The short answer, for a growing number of Melburnians, is everywhere except the meat aisle. Demand for alternative protein at independent grocers in Fitzroy and Collingwood has climbed sharply since 2024, driven partly by cost — a 500g block of firm tofu at Piedimonte's on Nicholson Street runs about $3.50, compared with $12 or more for the same weight in chicken breast at a standard supermarket — and partly by a genuine shift in how people think about their plates.
It matters now because protein recommendations aren't shrinking. The Nutrient Reference Values published by the National Health and Medical Research Council set the recommended dietary intake for an adult woman at 46 grams per day and for an adult man at 64 grams, figures that sports dietitians routinely say are a floor, not a ceiling, for anyone training consistently. With the Tan Track filling up every morning by 7 a.m. and the Yarra River trails drawing runners from Richmond to Abbotsford, there are a lot of active bodies in this city that need feeding properly.
Legumes are the unglamorous workhorse of the non-meat protein world. A 400g tin of chickpeas — widely available at the Queen Victoria Market's deli hall on Queen Street for under $2 — delivers roughly 19 grams of protein. Lentils, black beans, and edamame follow a similar story: cheap, shelf-stable, and versatile enough to anchor a weeknight meal without a recipe overhaul.
Tempe — the fermented soybean cake that originated in Java and has been a staple of Melbourne's Indonesian community for decades — deserves more attention than it gets in mainstream wellness conversations. Warung Agus on Victoria Street in Richmond stocks fresh tempe most days, and a 300g block contains close to 45 grams of protein alongside a decent fibre load. Fermentation also makes the protein more bioavailable than standard tofu, which matters if you're trying to make every gram count.
Eggs remain one of the most complete protein sources available, and Victoria's free-range egg industry has made them relatively accessible. The South Melbourne Market, open Wednesdays, Fridays, Saturdays and Sundays, has at least three stallholders selling eggs laid within 150 kilometres of the CBD. A dozen from Gippsland Farmhouse Eggs typically costs $9 to $11 depending on the stall. Six eggs a day would theoretically cover about half a moderately active adult's protein needs — a useful benchmark, even if nobody is suggesting you actually do that.
Greek yoghurt, cottage cheese, and kefir round out the dairy side of the equation. A 500g tub of Mundella Foods' plain Greek yoghurt, stocked at most Woolworths and independent stores across the inner suburbs, contains around 50 grams of protein and costs roughly $5. Kefir, available at Leo's Fine Food and Wine in Kew and a handful of Carlton delicatessens, adds a probiotic dimension that plain yoghurt doesn't.
The practical challenge isn't knowledge — most people broadly understand that lentils have protein.

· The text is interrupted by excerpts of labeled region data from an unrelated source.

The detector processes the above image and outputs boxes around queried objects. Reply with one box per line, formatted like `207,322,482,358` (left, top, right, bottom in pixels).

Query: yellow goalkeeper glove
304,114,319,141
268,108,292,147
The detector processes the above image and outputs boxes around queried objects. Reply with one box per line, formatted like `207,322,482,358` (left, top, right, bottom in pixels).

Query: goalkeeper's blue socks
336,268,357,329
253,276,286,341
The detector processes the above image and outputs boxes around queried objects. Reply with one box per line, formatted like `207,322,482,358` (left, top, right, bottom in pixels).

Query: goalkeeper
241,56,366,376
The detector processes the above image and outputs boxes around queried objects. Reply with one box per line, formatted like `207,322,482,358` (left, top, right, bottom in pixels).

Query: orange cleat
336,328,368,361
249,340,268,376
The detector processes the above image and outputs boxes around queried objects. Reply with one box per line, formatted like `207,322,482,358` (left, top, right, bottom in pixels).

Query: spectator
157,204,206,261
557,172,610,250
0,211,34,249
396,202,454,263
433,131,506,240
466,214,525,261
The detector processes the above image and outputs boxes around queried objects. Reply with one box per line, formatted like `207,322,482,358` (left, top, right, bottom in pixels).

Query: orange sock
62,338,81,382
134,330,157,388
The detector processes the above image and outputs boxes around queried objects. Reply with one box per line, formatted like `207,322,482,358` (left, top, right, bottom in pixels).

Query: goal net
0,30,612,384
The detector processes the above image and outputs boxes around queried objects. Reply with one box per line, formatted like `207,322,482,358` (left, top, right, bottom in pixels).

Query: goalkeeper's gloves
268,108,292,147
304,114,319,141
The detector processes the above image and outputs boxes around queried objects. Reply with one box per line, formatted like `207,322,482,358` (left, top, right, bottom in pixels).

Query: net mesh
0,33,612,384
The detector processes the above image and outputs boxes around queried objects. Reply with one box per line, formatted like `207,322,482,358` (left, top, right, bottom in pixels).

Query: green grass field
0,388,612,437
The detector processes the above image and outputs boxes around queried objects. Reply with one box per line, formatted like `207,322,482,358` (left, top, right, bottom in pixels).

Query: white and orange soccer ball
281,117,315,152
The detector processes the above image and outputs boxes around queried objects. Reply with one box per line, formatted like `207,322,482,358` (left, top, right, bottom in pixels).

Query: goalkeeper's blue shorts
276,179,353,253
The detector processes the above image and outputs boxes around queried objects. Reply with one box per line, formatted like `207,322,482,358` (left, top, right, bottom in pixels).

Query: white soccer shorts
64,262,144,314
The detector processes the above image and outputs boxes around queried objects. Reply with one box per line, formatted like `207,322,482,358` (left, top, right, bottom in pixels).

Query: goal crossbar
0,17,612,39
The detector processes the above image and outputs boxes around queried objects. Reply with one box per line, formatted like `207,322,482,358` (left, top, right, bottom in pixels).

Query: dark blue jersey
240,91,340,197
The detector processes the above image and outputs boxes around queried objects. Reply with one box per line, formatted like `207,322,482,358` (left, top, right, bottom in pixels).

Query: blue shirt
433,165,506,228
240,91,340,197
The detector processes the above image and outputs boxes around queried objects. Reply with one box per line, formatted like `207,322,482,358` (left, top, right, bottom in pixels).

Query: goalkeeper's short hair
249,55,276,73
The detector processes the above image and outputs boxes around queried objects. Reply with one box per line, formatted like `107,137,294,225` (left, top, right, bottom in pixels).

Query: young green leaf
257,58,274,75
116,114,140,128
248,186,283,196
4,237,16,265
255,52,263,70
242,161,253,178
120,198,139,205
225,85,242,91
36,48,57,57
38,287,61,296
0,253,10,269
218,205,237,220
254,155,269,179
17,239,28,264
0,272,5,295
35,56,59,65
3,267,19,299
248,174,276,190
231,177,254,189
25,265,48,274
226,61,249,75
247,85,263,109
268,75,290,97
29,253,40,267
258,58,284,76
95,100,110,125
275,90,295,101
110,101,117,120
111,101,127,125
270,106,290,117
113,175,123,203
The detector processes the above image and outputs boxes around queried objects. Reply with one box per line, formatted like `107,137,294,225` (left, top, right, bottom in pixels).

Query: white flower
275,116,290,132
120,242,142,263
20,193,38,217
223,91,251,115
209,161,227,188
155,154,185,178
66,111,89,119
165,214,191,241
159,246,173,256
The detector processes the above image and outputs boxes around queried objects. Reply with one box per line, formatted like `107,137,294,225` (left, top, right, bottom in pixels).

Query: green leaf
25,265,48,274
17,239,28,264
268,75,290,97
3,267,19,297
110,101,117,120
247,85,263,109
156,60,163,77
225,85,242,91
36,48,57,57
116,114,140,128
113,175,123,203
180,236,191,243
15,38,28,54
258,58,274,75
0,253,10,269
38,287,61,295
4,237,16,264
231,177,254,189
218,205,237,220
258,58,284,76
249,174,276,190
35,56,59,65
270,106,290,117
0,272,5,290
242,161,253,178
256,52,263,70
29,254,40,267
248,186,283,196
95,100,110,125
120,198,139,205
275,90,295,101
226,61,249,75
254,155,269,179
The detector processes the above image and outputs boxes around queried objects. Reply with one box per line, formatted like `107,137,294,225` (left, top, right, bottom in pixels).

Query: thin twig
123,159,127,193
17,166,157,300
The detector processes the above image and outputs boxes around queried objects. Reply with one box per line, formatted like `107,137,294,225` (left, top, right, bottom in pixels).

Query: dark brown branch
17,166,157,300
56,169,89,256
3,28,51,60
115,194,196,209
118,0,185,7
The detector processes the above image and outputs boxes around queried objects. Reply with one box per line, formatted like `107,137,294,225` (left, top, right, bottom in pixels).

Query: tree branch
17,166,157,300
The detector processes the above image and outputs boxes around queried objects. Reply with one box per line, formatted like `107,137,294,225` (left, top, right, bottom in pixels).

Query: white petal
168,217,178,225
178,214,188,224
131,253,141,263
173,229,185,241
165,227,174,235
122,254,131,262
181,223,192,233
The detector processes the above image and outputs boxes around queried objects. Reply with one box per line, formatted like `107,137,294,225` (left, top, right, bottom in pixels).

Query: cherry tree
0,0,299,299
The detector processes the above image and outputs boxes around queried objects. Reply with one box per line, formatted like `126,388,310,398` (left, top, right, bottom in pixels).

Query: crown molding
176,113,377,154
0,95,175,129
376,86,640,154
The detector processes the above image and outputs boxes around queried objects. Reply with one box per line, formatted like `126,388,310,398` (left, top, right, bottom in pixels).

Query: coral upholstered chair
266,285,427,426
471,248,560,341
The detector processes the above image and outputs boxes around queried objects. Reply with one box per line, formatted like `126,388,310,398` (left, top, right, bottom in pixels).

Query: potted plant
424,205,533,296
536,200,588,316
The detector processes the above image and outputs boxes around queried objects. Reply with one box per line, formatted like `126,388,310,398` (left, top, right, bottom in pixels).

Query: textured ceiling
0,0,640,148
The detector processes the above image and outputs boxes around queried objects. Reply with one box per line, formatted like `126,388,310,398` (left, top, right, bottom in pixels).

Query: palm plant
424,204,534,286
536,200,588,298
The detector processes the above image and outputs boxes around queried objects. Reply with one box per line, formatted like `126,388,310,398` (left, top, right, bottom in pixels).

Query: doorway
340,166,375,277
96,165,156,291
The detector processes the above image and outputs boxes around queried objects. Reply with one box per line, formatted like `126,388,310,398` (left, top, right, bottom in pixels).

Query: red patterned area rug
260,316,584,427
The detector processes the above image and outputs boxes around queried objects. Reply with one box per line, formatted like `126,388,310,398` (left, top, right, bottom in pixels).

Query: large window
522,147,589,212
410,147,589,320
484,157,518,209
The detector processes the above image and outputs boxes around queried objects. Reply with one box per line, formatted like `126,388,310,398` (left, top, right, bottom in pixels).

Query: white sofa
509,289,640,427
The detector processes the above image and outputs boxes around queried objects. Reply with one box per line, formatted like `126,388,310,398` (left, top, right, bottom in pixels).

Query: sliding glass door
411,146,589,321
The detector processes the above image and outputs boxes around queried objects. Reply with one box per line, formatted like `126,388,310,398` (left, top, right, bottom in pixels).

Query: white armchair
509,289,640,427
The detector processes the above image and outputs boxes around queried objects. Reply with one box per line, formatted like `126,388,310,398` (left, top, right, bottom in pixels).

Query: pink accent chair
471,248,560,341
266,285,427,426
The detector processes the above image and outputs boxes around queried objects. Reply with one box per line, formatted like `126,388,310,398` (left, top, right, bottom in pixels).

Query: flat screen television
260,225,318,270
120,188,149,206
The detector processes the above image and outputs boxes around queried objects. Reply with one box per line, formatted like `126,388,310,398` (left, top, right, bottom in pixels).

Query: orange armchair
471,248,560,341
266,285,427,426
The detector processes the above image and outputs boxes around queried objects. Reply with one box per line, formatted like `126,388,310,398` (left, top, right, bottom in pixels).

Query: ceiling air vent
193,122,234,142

It's habit. Dietitians affiliated with the Melbourne Integrative Oncology Group and similar practices around Carlton and Parkville consistently report that clients underestimate how much protein they're already getting from incidental sources: the handful of almonds at a desk, the hummus scraped from a container at lunch, the half-cup of edamame ordered as a bar snack at a Collingwood venue.
A useful starting framework: anchor each main meal around one plant or dairy protein source, then supplement rather than obsess. Lentil soup at lunch, a yoghurt and seed mix mid-afternoon, eggs at dinner — that combination alone can put a 75-kilogram adult within striking distance of 60 grams without involving a single gram of meat.
Anyone with specific health conditions, kidney disease in particular, should talk to a GP or accredited practising dietitian before making significant protein changes. Nutritional Medicine Australia maintains a public directory of practitioners at nutritionalmedicineaustralia.com.au, with several clinics listed in Richmond and Brunswick. The food itself is straightforward. The professional advice is worth getting right.